Since the barrel in question was laid down, it’s been tasted about 15 times.
“We do tasting most days. At eight o’clock every morning we’re on the turps. Sometimes you’ll taste things and say, ‘I think it needs another summer.’ But more often than not as they get to the 15-plus age range, it’s, ‘I’ll taste it in a month,’ or, ‘I want to see that in two weeks,’ or, ‘How about we take another sample tomorrow?’”
“We call them ‘close bananas’ when they’re really close and we even tag them in the distillery management system as such. If a big weather front comes through, it could be another few months before it comes good, but it’s really just about keeping a proper, eagle eye on them.
“And we think of them as people.
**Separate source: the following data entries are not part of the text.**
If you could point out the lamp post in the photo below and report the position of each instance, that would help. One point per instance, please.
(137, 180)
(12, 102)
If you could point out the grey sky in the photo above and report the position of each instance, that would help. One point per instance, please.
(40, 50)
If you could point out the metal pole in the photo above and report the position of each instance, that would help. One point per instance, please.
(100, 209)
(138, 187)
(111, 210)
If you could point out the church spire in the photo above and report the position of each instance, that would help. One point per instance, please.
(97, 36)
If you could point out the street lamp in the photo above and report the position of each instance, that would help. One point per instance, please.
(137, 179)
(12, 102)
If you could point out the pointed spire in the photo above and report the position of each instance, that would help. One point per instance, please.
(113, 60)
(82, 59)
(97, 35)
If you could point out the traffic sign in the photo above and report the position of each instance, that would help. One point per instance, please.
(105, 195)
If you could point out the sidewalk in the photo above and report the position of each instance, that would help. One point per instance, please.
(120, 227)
We personify them, and it’s very much like they’re kids and we’re school teachers. We feel like we’re guiding them through.”
Tillott, 34, came to Tasmania with a background in winemaking, having trained at Two Figs winery in the Shoalhaven region of NSW. Starting as a still hand, she was mentored by distillery owner Patrick Maguire and within four years was head distiller.
She says it took about a year for her palate to adjust. “With wine, you’re nosing things that are up to 18%, but with spirits you’ve got to be comfortable with everything up to 75% and be able to pick up aromatic compounds and take information from that.
“It was a bit of a shock, like, you’ve got to see past the fire.” (She gives a tip: nose it with your mouth open!)
In February, Tillott won the Distillery Manager of the Year at the World Whiskies Awards in the “rest of the world” category (ie not Scotland or the US), and is thus in the running to be named distillery manager of the year for the entire world later this month.
From the time it was founded in 1994, Sullivans Cove has aspired to sell not just single malt whiskies – bottles from a single distillery – but “single-cask” whiskies, which, as the name suggests, come from a single wooden barrel.
The 21-year-old bottles are nowhere near the most expensive produced by the little distillery with a staff of 27 and which last year shipped just 18,000 bottles. “We’ve won three world’s best single malt titles, so you can imagine what people won’t do to get their hands on those bottlings,” says Tillott.
“There was one that sold for $16,000 for a 700ml bottle which is mind boggling.
“But what a great thing that Australia’s creating a product that globally has that demand. That’s so cool.”